This is masterful storytelling. Charles Lamosway deals with secrets, lies, and identity throughout this story. Actually, the secondary characters do, too. Having hopes and dreams crumble around him is really a theme of Charles's life, and in a lot of stories it would have made Charles a sadsack, but this story is almost hopeful. It was a fascinating look at indigenous reservation life--and I wish there had been a little more background on the Penobscot struggles to regain and retain tribal authority. I connected with this story, and I felt the sense of place and atmosphere. And it's like I was sitting in a coffee shop with Charles, listening to his life story.
From the publisher:
Does she remember this day? Does she remember it at all? Does she know this history―this story―her body holds secret from her?
From the porch of his home, Charles Lamosway has watched the life he might have had unfold across the river on Maine’s Penobscot Reservation. On the far bank, he caught brief moments of Roger and Mary raising their only child, Elizabeth―from the day she came home from the hospital to her early twenties. But there’s always been something deeper and more dangerous than the river that divides him from this family and the rest of the tribal community. It’s the secret that Elizabeth is his daughter, a secret Charles is no longer willing to keep.

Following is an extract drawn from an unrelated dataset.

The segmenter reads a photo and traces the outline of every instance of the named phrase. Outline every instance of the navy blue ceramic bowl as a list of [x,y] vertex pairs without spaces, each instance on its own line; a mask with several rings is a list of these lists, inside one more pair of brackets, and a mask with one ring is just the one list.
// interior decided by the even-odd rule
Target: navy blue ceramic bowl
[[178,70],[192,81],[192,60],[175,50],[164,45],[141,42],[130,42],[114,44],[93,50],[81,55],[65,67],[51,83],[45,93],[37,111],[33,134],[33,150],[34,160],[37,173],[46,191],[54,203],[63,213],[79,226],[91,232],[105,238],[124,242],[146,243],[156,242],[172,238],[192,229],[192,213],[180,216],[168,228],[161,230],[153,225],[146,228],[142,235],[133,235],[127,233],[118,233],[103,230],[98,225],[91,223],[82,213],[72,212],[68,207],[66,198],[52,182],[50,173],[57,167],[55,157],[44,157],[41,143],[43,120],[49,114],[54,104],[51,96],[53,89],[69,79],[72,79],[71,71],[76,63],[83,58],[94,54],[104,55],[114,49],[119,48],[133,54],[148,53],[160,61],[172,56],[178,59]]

Now it’s been weeks since he’s seen Elizabeth and Charles is worried. As he attempts to hold on and care for what he can: his home and property, his alcoholic, quick-tempered and big-hearted friend Bobby, and his mother, Louise, who is slipping ever-deeper into dementia―he becomes increasingly haunted by his past. Forced to confront a lost childhood on the reservation, a love affair cut short, and the death of his beloved stepfather, Fredrick, in a hunting accident―a death that he and Louise cannot agree where to lay the blame―Charles contends with questions he’s long been afraid to ask. Is it his secret to share? And would his daughter want to know the truth?
From award-winning author of Night of the Living Rez, Morgan Talty’s debut novel, Fire Exit, is a masterful and unforgettable story of family, legacy, bloodlines, culture and inheritance, and what, if anything, we owe one another.